Dikabarkan negara-negara yang paling vokal (yakni Iran dan Suriah) diperkirakan tidak akan mendukung eskalasi lebih lanjut dalam konflik, namun lebih memilih pendekatan pragmatis dalam menghadapi kapasitas ekonomi dan militer domestik yang terbatas. Di luar kawasan Timur Tengah, juga ada kabar baik di mana negara-negara G7 akan terus mendukung upaya gencatan senjata, meskipun konflik tersebut dapat menarik perhatian dan dukungan militer mereka dari Ukraina. 

Uni Eropa dan AS terus bekerja untuk menciptakan koridor kemanusian yang efisien di Timur Tengah. Uni Eropa mendukung gencatan senjata dan pembentukan dua negara. Sementara, negara-negara G7 terus mendukung Ukraina, meskipun Presiden Ukraina, Volodymyr Zelenskyy, telah menyuarakan kekhawatiran bahwa konflik Timur Tengah dapat mengalihkan perhatian dari perang di Ukraina.
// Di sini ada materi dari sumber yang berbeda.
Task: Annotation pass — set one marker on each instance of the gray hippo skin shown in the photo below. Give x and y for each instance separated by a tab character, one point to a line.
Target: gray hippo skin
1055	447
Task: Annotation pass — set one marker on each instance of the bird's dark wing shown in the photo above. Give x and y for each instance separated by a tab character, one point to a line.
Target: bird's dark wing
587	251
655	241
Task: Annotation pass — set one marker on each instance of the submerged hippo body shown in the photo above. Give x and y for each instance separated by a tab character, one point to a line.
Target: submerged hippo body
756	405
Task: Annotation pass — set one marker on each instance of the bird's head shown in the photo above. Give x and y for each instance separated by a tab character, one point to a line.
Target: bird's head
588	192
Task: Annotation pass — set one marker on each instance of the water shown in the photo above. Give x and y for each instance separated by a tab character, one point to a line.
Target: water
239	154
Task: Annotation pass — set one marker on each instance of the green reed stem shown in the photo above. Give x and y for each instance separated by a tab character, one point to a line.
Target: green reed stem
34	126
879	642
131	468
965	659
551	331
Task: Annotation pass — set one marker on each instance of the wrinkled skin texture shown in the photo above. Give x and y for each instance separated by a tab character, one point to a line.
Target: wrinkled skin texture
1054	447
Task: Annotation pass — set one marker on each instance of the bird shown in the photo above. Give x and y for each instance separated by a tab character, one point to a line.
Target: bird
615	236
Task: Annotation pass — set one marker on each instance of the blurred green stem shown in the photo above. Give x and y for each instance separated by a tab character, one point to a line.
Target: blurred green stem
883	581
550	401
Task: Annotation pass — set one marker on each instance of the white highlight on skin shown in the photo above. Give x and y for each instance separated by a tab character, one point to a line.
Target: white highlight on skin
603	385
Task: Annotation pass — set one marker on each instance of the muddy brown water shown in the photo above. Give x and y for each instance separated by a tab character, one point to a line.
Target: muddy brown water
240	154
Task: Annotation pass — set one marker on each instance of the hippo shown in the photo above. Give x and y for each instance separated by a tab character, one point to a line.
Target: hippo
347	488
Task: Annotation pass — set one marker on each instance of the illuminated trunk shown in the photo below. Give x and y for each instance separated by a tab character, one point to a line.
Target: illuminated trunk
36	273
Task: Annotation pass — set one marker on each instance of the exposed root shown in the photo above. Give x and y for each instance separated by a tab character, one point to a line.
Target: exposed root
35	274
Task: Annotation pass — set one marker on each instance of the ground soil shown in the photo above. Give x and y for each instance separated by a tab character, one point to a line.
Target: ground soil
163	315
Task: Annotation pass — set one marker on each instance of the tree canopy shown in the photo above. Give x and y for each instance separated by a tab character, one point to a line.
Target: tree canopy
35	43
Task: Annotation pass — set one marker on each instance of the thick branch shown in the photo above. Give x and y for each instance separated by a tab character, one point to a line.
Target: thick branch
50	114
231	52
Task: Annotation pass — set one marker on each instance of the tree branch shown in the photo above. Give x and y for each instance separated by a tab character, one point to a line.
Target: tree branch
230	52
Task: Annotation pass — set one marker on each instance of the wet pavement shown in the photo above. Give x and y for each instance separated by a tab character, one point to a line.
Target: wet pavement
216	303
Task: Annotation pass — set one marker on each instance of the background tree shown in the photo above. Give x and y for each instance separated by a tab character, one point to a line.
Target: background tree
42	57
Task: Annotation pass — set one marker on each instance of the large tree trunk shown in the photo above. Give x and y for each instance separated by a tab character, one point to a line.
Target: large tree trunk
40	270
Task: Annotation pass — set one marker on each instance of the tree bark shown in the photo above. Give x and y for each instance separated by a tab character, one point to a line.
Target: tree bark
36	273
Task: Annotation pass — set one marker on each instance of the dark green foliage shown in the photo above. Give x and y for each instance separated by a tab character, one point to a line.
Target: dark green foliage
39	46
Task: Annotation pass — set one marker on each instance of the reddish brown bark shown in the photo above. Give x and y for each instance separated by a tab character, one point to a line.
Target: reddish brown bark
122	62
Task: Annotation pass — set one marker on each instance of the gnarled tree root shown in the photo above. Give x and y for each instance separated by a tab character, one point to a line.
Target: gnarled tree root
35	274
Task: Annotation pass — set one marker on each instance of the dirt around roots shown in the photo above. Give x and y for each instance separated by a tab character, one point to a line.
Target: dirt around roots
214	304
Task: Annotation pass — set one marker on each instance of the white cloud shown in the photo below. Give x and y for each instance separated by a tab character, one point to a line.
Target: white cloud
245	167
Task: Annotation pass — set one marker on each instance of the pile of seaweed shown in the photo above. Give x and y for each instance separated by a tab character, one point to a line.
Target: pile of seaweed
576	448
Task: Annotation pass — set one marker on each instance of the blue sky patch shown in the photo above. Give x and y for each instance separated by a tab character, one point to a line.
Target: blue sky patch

Suatu kekhawatiran yang masuk akal jika menilik data pencarian Google yang mengonfirmasi pergeseran fokus perhatian negara-negara G7.

Pandangan yang positif dan konstruktif itu memberikan ketenangan pada keajegan harga komoditas global dengan inflasi tetap terkendali, bahkan menunjukkan tanda-tanda pelandaian. Volatilitas yang terkait dengan konflik memiliki dampak terbatas pada biaya transportasi dan komoditas, dengan perkiraan kenaikan hanya 5%. 

Meskipun harga minyak mentah Brent meningkat moderat sekitar US$5 per barel segera setelah pecahnya konflik, namun kini harga minyak telah kembali menuju level normal berkisar US$80 per barel (8 November 2023). Hal ini terutama didorong oleh ekspektasi permintaan global yang lebih rendah. Meskipun mendukung Israel, pemerintah AS telah mengambil pendekatan hati-hati terhadap pasar minyak, bahkan mengurangi sanksi terhadap minyak mentah Venezuela. 

Proyeksi Perekonomian 2024

Pada pekan pertama Oktober lalu Dana Moneter Internasional (International Monetary Fund/IMF) telah merilis proyeksi pertumbuhan ekonomi global dari sekitar 3% tahun ini lalu turun tipis menjadi 2,9% pada 2024 karena eskalasi risiko geopolitik terus berlanjut dengan pemulihan ekonomi Tiongkok yang lambat. IMF mengatakan bahwa India (dengan perkiraan pertumbuhan berkisar 6%) dan Tiongkok/China (dengan perkiraan pertumbuhan 5%) menyumbang separuh dari pertumbuhan ekonomi global pada 2023 dan 2024. 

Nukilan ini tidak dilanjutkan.